Throughout the country’s unsettled history, the succeeding governments sustained their stakes through their consistent pursuit under inconsistence policies. Instead of being driven by the demand and dynamics of the times and the imperatives of public wellbeing, the volatility of the policies was and is being determined by changes in guards and the interests of their architects. How have consistent interests survived the planned change in guard? The practice of playing extensions among establishment, civilian authorities, bureaucratic and the judicial elite has played a considerable role in the sustainability of their vested interests.
The practice of giving extensions to public servants wreaks havoc on the public by extending the ill-earned interests of the beneficiaries. It defies the standard of merit and rule of law and usurps the rights of the rightful waiting in the wings. Also, extensions of people after their superannuation block the entry of youth equipped with dynamic skills and selflessness into the system. All the facilitators and beneficiaries of the extensions serve as support for and extensions of the parasitic status quo. Had they been that talented and skilled in their respective areas, the country couldn’t have been on the cusp of collapse.
The hordes of extended and reinstated retired pub servants keep the country from moving ahead by not only systematically resisting structural and normative reforms but also influencing the recruitment required for institutional efficiency and good governance. Since today’s challenges demand dynamic manpower recruitment in the spirit of meritocracy, resisting the same in any form is acrimonious to the people. Moreover, the consistency of the interests contained in the inconsistent policies and the subsequent extensions of tenure demand changes in the legal framework. For that purpose, the laws are selfishly amended and mutilated with the collusion of a questionable parliament.
Though the self-extension of dictators isn’t something surprising in a country like ours, instances of parliamentary extension badly question their legitimacy. The parliament-driven extension of two military chiefs over the past one and a half decades suggests the former is one of the beneficiaries. Moreover, the ongoing speculations about extensions of two chiefs of two key institutions suggest that the chronic status quo is experienced only in putting the country down the road to decadence. Also, it suggests that the architects of the system, like over a quarter a century ago, barely intend to allow the country and people to prosper.
In other words, parliament and establishment prop up each other’s standing at the ultimate cost of the fate and future of the country and its citizens. Had the two not given each other illegitimate support, the country would have been on the road to prosperity.
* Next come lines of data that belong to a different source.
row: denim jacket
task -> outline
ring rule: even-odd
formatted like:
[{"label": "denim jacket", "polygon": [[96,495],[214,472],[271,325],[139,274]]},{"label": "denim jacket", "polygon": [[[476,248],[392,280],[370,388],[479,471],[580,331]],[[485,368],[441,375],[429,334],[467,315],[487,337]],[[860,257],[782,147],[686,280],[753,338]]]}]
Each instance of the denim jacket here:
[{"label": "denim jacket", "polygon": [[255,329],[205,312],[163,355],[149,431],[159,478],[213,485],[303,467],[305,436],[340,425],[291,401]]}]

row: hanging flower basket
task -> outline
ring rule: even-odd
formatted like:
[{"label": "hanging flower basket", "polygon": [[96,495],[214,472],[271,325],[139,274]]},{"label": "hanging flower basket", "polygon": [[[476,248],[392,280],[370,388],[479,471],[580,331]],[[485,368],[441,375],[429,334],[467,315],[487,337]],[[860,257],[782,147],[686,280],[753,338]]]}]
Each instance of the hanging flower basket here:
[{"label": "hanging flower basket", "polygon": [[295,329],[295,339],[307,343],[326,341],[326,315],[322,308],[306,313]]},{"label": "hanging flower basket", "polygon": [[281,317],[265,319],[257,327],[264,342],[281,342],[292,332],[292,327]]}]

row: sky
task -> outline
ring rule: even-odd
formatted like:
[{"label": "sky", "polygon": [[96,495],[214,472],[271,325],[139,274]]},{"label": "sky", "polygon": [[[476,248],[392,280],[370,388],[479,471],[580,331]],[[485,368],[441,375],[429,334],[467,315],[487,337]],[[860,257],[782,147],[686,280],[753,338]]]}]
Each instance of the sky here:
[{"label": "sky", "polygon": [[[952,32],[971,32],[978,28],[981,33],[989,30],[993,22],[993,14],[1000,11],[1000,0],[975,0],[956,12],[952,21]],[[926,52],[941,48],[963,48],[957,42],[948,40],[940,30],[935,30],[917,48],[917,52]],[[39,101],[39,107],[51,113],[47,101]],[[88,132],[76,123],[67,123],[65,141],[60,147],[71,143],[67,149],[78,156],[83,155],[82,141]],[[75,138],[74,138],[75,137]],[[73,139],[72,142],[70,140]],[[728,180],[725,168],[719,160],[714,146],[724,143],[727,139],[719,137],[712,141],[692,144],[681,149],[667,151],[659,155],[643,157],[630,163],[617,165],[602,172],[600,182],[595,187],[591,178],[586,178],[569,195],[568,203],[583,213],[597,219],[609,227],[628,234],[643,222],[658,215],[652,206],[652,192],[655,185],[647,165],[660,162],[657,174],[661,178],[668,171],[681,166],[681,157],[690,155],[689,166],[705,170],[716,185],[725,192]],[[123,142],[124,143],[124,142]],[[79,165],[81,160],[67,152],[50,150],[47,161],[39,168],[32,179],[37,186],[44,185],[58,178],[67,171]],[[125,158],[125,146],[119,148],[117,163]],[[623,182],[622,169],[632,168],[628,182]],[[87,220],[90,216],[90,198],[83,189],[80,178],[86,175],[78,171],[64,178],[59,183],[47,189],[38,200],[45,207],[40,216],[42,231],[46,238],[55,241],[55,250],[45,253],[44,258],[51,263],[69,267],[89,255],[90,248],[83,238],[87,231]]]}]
Therefore, all brags of democracy, constitutionalism, institutional integrity and neutrality, and public wellbeing would continue to bring misery to the country unless the institutions and shareholders of the exploitative status quo were made to commit to the laws of the land. To this end, undoing the practice of extension in all its forms and bringing to the books its beneficiaries and facilitators would help lay the foundation of a better and more prosperous future for the country.